Heterogeneity Based Microstructure Control in Advanced High Strength Steels

Uniformity has served as a primary scheme for the microstructure control of ferrous alloys, which has been successful, pervading all aspects of steel products. Nevertheless, ever increasing demands for the safety and environment issues requires unprecedented properties that is difficult to be obtained by the standard practice. As a new pathway for the microstructure control, we consider an active utilization of chemical heterogeneity. In general, the heterogeneity in microstructure is supposed to be suppressed to avoid any possible degradation in the structural properties. However, a sophisticated application of heterogeneity enables a precise control of microstructure in various scales that provides more enhanced properties compared to the conventional ones. As a case study, we demonstrate the influence of chemical heterogeneity on microstructure and tensile properties of ultra-high strength steels mostly covered with martensite. Chemical heterogeneity was produced by intercritical annealing prior to austenitization. It generated micro-scale and nano-scale Mn enriched domains, which originated from the austenite and cementite evolving during intercritical annealing.
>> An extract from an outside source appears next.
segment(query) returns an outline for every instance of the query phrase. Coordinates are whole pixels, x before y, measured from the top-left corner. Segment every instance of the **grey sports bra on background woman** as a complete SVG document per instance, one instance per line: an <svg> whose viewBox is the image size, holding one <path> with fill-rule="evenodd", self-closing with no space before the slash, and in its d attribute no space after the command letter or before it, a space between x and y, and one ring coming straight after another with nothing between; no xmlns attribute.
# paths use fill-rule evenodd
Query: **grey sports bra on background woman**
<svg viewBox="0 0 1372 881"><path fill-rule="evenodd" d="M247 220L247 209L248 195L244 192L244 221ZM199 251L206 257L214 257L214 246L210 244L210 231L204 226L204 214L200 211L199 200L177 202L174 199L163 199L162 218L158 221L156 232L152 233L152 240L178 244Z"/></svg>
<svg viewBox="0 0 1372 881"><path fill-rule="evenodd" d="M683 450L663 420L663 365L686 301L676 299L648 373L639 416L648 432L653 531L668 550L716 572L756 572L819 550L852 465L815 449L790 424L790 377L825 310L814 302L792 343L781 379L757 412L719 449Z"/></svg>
Chemical heterogeneity in both Mn-enriched domains were almost maintained after austenitization, eventually contributing to simultaneous improvement in strength and ductility. Micro-scale Mn enriched domain generated strain partitioning between Mn-depleted and Mn-enriched domains during tensile deformation due to dissimilar solid solution strengthening. The strain partitioning resulted in higher back stress, which contributed to the improvement of strength. Meanwhile, nano-scale Mn enriched domain evolved into exceptional stable nano-sized austenite, which enhanced the ductility by exhibiting a persistent TRIP effect.